Page 113 of Beth & Amy


Font Size:

Meg hugged me. “Love you more.”

“Love you best,” Jo said.

“Jeez, does everything in this family have to be a competition?” Amy’s nose wrinkled. “Not that I don’t love you, too.”

I was still a little shaky when I pulled up to the house a few hours later. I sucked at confrontation. Expressing myself, Jo called it. I pulled a face. I’d never been any good at opening my mouth.

Except when I sang.

I sat a moment in the car, trying to summon the strength to go inside. The lights were on in the kitchen. Momma, fixing dinner.

The shadow coiled inside me. I could go for a run, I thought. Or...

I dragged my guitar from the backseat.

The feed room was quiet, with a musty, mineral smell from a dozen bins of organic alfalfa pellets, organic dairy pellets, supplements, kelp, and salt. Plastic totes full of baby bottles, towels, and little goat sweaters filled the wooden shelves. The sling for the baby scale hung on the back of the door. I opened the guitar case and sat on a stack of feed bags piled on the floor, cradling the Hummingbird.

Three chords and a chorus to tell my truth. Or somebody’s truth, real and raw and honest. Could I do it? Was I brave enough?

I thought of the patients at rehab: Brenda Richards, struggling with balance after a mortar blast. Of Ray Jones, adjusting to his prosthetic arm. Of Jessica and Carlos Cruz, taking cautious steps forward in their new life together. Not victims, but survivors, every one.

Life is change, Meg had said.

For better or for worse.

The calico cat stuck her head above the flap of the carton. I took a deep breath and began to play.

I don’t know what pulled me out of the song. A sound. A rise in the temperature of the air. I felt the weight on my bent head and when I looked up, Dan was propped in the feed room door, motionless as a barn beam. Like he’d stood there awhile.

My hands stilled on the strings. My heart raced. “I’m sorry. I didn’t think anyone could hear me.”

“Got an audience right there.” He nodded toward the carton in the corner.

The kittens. I smiled. “They’re not very critical.”

“You got the goats.”

“Harder to please.”

“You got me.”

Something about the way he said it, low, scraped my nerves and set them humming like guitar strings.
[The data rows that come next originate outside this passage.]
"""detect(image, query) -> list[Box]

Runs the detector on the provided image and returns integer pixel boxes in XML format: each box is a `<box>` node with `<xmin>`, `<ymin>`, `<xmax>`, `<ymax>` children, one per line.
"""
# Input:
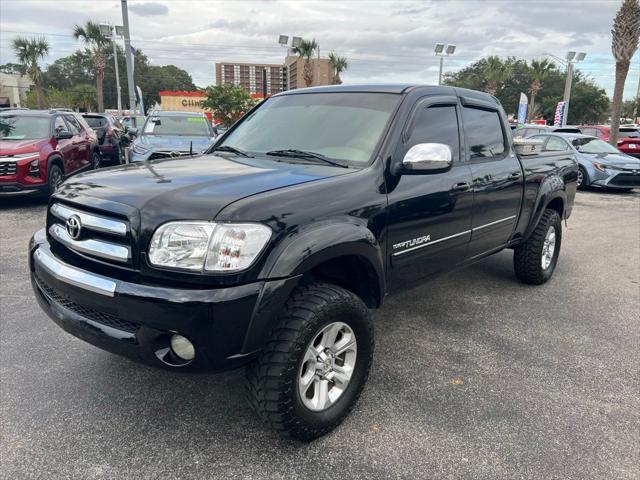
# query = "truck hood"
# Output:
<box><xmin>134</xmin><ymin>135</ymin><xmax>215</xmax><ymax>153</ymax></box>
<box><xmin>56</xmin><ymin>155</ymin><xmax>354</xmax><ymax>221</ymax></box>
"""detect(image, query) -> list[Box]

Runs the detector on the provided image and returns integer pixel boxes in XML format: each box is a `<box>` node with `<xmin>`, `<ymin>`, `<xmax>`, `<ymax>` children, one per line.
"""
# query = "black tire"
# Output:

I was dying to know what he thought. “I hope I didn’t bother you.”

“Haven’t heard that one before.”

“The song? It’s not finished.”

He scratched his beard. “Reckon it’s your music. Your call.”

He didn’t like it. I bent over my guitar, hiding my disappointment. Not a fan of country music, he’d told Colt.

“It sounded pretty perfect to me,” he added.

My head jerked up. “You didn’t think it was too... sad?”

“Nope. Honest. You write what you know. What you feel. People get married, move on. Sometimes they don’t move on together.”